Credit Scorecard Taxonomy
Contents
Credit Scorecard Taxonomy
There are many Credit Scorecard types. The following categories break them down to the main classes by: usage, type of input, type of output, manner of development and algorithm used (if any)
By usage
Credit scorecards may be used for a number of distinct business activities across the Credit Life Cycle
- Prospect management (prospect scoring), that is, selecting from an existing client base for new product marketing campaigns
- Approval of new credit (Credit Decisioning using an Acceptance Scorecard or application scoring) at the Credit Origination stage
- Assessment of ongoing Credit Risk profile ( behavioural scorecards, internal credit rating systems)
- Collection Scoring, to help select the most appropriate collection strategy in the case of Delinquency and a Non-Performing Loan
- Input for the calculation of Regulatory Capital (Basel III scorecards) for regulated financial institutions
- Input for the calculation of IFRS 9 / CECL Expected Credit Loss and Loss Allowance for institutions reporting under these standards
By type of Data Input
- Most standard scorecards will tap existing Credit Data sources for the required information
- Increasingly, various Alternative Credit Data sources are being used
By type of Output
A scorecard might produce as output:
- a Credit Score, a numerical variable ranging continuously over some range (e.g. 0-1000)

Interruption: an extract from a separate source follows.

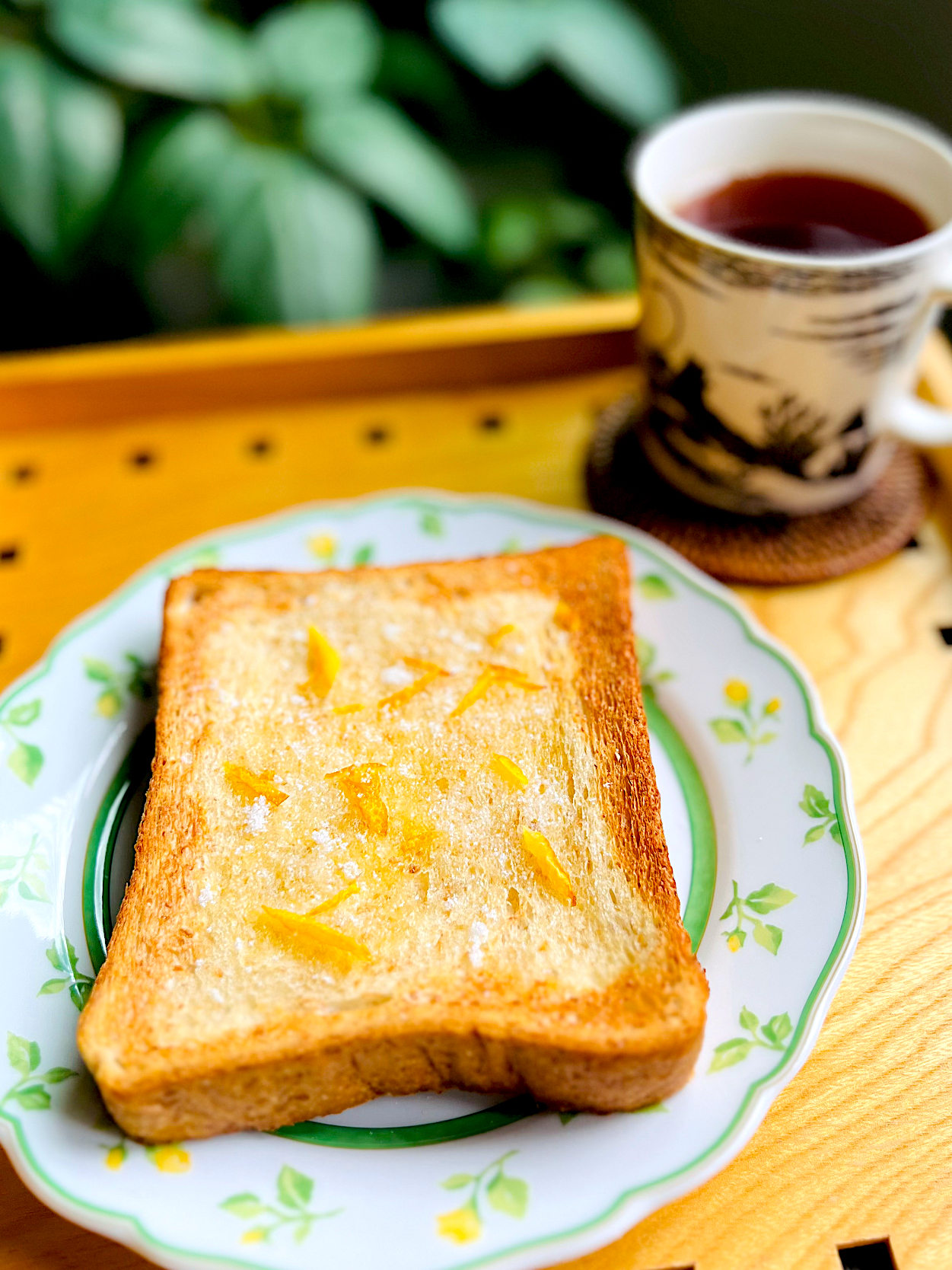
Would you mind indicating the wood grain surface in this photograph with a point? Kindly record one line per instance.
(858, 1147)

- an actual estimated Probability of Default, e.g 3.5%, which may obtained directly from scoring model or via a Default Probability Table
- a Credit Rating, a Categorical Variable with less granularity that a continuous score, e.g. BB
By nature of development
Broadly speaking, credit scorecards can be divided into two development type categories
- Quantitative Scorecards (Credit Scoring Models) that use exclusively or primarily quantitative inputs and algorithmic processing (Machine Learning) to achieve the risk classification
- Expert Scorecards that are developed by human subject matter experts
In practice quantitative scorecards will admit also expert based adjustments (Overrides) that aim to incorporate additional information not captured by the scorecard but potentially available to the decision maker
By algorithm
Quantitative scorecards employ one of several possible algorithmic classes (For complete list see Credit Scoring Models), e.g. linear discriminant analysis, logistic regression, decision trees etc.